ArcWorld 50 models are easy to set up and relocate. The space-saving workcell design has a 4,570 x 2,285 millimeter (15 feet x 7.5 feet) footprint and fits in a standard 110-inch trailer. The robot, positioner and safety fence all ship on a common platform, reducing installation and setup time. The controller and power source are shipped attached to the cell base and can be separated for maintenance.
Universal Weldcom Interface
UWI enables easy control of any weld process or parameter, including voltage, amperage and wire feed speed through a common user interface for Miller and Lincoln Electric digital welding power supplies. Highly functional, the UWI can filter weld modes based on process type, wire size, wire type and gas type.
Up to 16 unique processes from the power source library can be defined for easy access within the interface, and up to 1,000 custom arc files with specific processes and parameters are available for use in motion programming, Yaskawa said.
Up to six weld process parameters in a weld sequence—such as Pre-Flow, Start, Main, Crater and Finish Condition—are easily set. Standard functions—such as Arc-Retry, Arc Monitor Data Enable, Re-Start and Weld Line Shift—are conveniently utilized. A new Dual Pulse function allows alternating between MIG weld parameters and settings for aesthetically pleasing TIG-like cosmetics.
Weld settings on the UWI use terminology that matches the user’s preferred power source. Standard ARCON commands are used, eliminating the need for complicated macro jobs. Programming with arc file interface or inline instructions is supported. Easy access to graphical help screens explains terminology and functions.

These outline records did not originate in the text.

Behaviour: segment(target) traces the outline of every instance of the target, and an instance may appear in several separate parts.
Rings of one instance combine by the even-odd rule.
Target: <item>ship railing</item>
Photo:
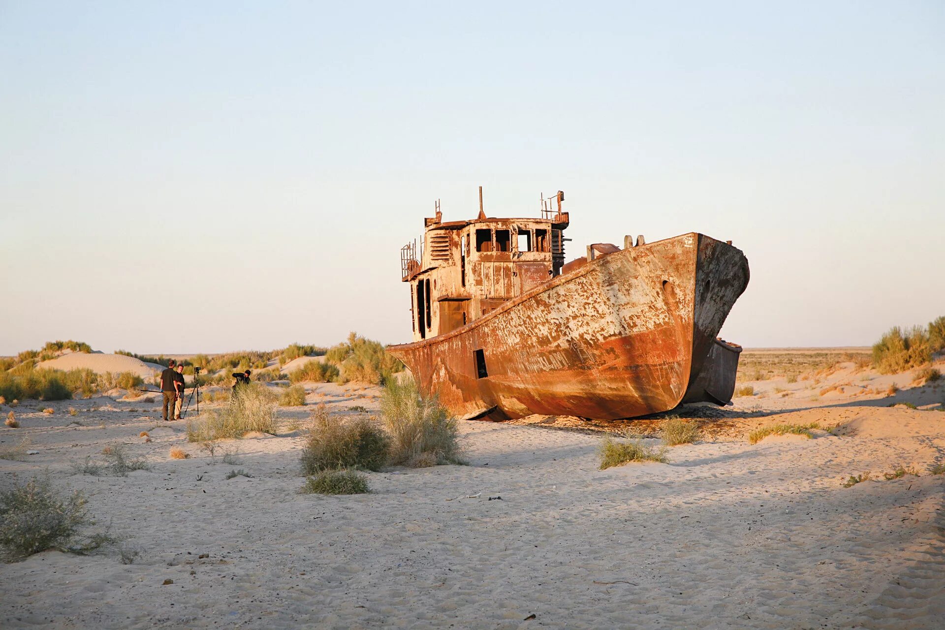
[[[401,247],[401,279],[409,280],[420,271],[420,259],[418,256],[417,241],[407,243]]]

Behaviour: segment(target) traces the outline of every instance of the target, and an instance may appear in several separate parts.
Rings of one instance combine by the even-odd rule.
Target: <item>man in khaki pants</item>
[[[180,405],[183,404],[183,364],[178,364],[178,371],[174,375],[177,379],[174,382],[177,387],[175,394],[177,395],[177,400],[174,401],[174,419],[180,419]]]
[[[170,360],[168,366],[161,372],[161,393],[164,396],[164,420],[173,418],[174,400],[177,397],[177,373],[174,371],[174,359]],[[171,418],[167,417],[167,408],[170,407]]]

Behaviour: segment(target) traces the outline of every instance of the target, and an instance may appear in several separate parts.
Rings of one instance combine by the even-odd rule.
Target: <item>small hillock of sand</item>
[[[304,356],[304,357],[299,357],[297,359],[292,359],[292,361],[289,361],[287,364],[285,364],[284,366],[283,366],[281,371],[282,371],[283,374],[291,374],[292,372],[296,371],[297,369],[301,369],[301,366],[304,366],[305,364],[307,364],[309,361],[316,361],[318,363],[325,363],[325,356],[324,355],[317,356],[317,357]]]
[[[100,352],[71,352],[60,357],[40,363],[37,367],[49,369],[83,369],[88,368],[96,374],[112,372],[133,372],[146,379],[164,367],[154,363],[145,363],[141,359],[125,354],[104,354]]]

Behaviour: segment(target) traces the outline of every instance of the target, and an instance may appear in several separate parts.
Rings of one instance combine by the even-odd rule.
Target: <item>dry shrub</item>
[[[669,461],[666,457],[666,447],[654,449],[640,440],[618,442],[610,437],[604,438],[600,445],[599,455],[601,470],[629,462],[661,462],[665,464]]]
[[[237,387],[225,409],[210,410],[187,422],[187,440],[204,442],[225,437],[243,437],[249,433],[276,434],[276,400],[258,383]]]
[[[933,352],[945,349],[945,315],[929,322],[929,349]]]
[[[413,379],[390,379],[381,397],[381,413],[391,436],[393,464],[424,461],[430,453],[438,464],[463,464],[459,425],[434,396],[422,396]]]
[[[900,479],[901,477],[904,477],[906,475],[912,475],[913,477],[918,477],[919,472],[912,467],[905,468],[902,464],[900,464],[898,467],[896,467],[896,468],[892,472],[883,473],[883,477],[885,478],[886,481],[892,481],[893,479]]]
[[[63,548],[91,522],[81,492],[63,496],[48,476],[0,492],[0,544],[17,555]]]
[[[383,385],[392,374],[404,369],[404,364],[387,352],[382,344],[354,332],[348,335],[347,343],[329,349],[325,359],[341,366],[341,380],[344,382]]]
[[[809,422],[807,424],[772,424],[771,426],[756,429],[748,434],[748,444],[757,444],[768,435],[792,434],[814,437],[811,429],[819,428],[820,425],[816,422]]]
[[[905,332],[895,326],[873,346],[873,365],[881,374],[904,372],[931,359],[929,334],[921,326],[913,326]]]
[[[325,361],[307,361],[301,367],[289,373],[291,383],[332,383],[337,381],[340,376],[338,366],[333,363]]]
[[[16,446],[0,448],[0,459],[9,459],[14,462],[26,461],[26,450],[30,444],[29,435],[24,435]]]
[[[133,470],[147,470],[151,468],[144,457],[129,455],[122,444],[106,447],[102,453],[109,462],[109,470],[119,477],[125,477]]]
[[[312,427],[302,449],[302,472],[362,468],[380,470],[387,461],[390,438],[370,419],[332,417],[324,403],[312,413]]]
[[[305,494],[365,494],[370,492],[368,478],[353,470],[322,470],[305,480]]]
[[[853,475],[850,475],[850,479],[843,483],[842,485],[844,487],[853,487],[857,484],[862,484],[863,482],[869,481],[870,479],[872,479],[872,475],[868,472],[864,472],[856,475],[855,477]]]
[[[300,407],[305,404],[305,388],[292,385],[279,397],[279,404],[283,407]]]
[[[180,447],[174,447],[171,449],[170,456],[171,459],[187,459],[190,457],[190,453]]]
[[[916,372],[916,377],[912,380],[913,383],[935,383],[940,379],[942,373],[938,371],[937,368],[930,366],[923,367],[922,369]]]
[[[667,446],[692,444],[700,436],[699,427],[680,417],[672,417],[662,425],[662,441]]]

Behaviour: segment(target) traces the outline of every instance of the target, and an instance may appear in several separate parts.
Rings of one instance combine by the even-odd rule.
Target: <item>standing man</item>
[[[174,375],[174,384],[177,387],[177,400],[174,401],[174,419],[180,419],[180,405],[183,404],[183,364],[178,364],[178,371]]]
[[[174,371],[175,361],[171,359],[168,366],[161,372],[161,393],[164,397],[164,421],[168,420],[167,407],[171,408],[171,416],[174,416],[174,400],[177,396],[177,373]]]

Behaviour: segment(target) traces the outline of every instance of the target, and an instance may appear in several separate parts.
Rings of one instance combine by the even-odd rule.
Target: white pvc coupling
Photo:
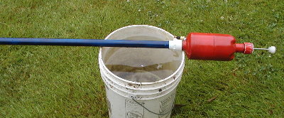
[[[174,50],[182,50],[182,40],[173,38],[173,41],[169,41],[169,49]]]

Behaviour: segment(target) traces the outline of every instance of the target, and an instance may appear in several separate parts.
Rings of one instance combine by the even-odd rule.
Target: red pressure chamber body
[[[182,50],[189,59],[231,60],[234,53],[252,53],[253,44],[236,43],[228,34],[191,33],[182,41]]]

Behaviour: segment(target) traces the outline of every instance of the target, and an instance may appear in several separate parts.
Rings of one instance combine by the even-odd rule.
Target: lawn
[[[275,45],[273,55],[187,60],[175,99],[184,106],[171,117],[284,117],[283,8],[283,0],[0,0],[0,37],[104,38],[146,24]],[[108,117],[98,50],[0,45],[0,117]]]

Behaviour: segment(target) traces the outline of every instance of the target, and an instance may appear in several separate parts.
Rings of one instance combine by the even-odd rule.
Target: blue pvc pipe
[[[100,46],[154,48],[169,48],[168,41],[58,38],[0,38],[0,45]]]

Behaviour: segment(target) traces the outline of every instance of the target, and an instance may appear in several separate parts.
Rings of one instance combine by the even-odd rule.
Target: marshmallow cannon
[[[186,38],[177,36],[169,41],[0,38],[0,45],[169,48],[184,50],[188,59],[209,60],[231,60],[235,53],[251,54],[253,50],[267,50],[271,53],[276,50],[274,46],[253,48],[251,43],[236,43],[234,37],[228,34],[204,33],[191,33]]]

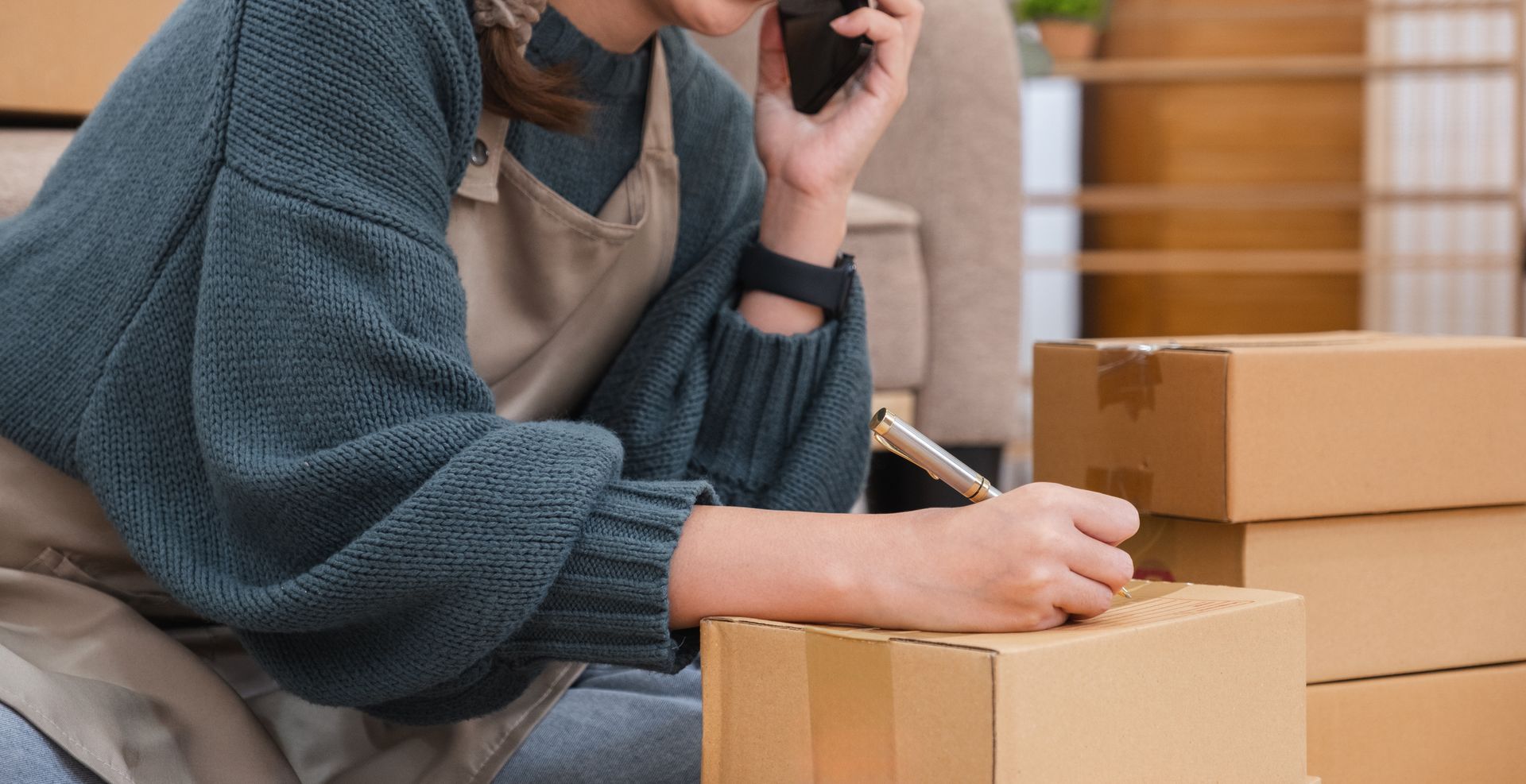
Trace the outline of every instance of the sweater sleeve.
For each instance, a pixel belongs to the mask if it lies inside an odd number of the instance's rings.
[[[749,128],[749,111],[743,99],[725,116]],[[737,265],[757,238],[766,180],[751,131],[717,136],[731,140],[732,171],[708,194],[716,220],[707,247],[647,311],[589,416],[621,435],[632,476],[702,477],[734,506],[848,511],[870,456],[862,287],[845,313],[804,334],[765,333],[737,311]],[[688,361],[642,355],[662,343],[691,345]],[[621,394],[632,387],[662,394]]]
[[[545,659],[687,662],[667,572],[703,482],[621,479],[609,430],[497,416],[447,249],[232,168],[208,210],[198,464],[133,468],[188,494],[119,517],[166,589],[288,689],[400,721],[502,706]]]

UWI is fully compatible with arc welding performance-tracking features native to the power source. Live weld status is presented on the IF Panel display or Graphic Arc Monitor. Weld data can be exported for use in PLCs and part quality serialization. Arc Monitor results from Miller Insight Centerpoint or Lincoln CheckPoint Production Monitoring can be used for alarms or reported to PLCs. Hardware communication for diagnostics is also monitored and logged.
UWI can be used on up to four AR-series arc welding robots with YRC1000 controller (YAS2.81.00-00 firmware or higher). It is compatible with the Miller Auto-Continuum 350 or 500, or the Lincoln Power Wave with ArcLink XT. A simplified networking utility enables easy setup between the robots and the welders, Yaskawa said.
The company said it is planning to add additional features and global power source compatibility in the future.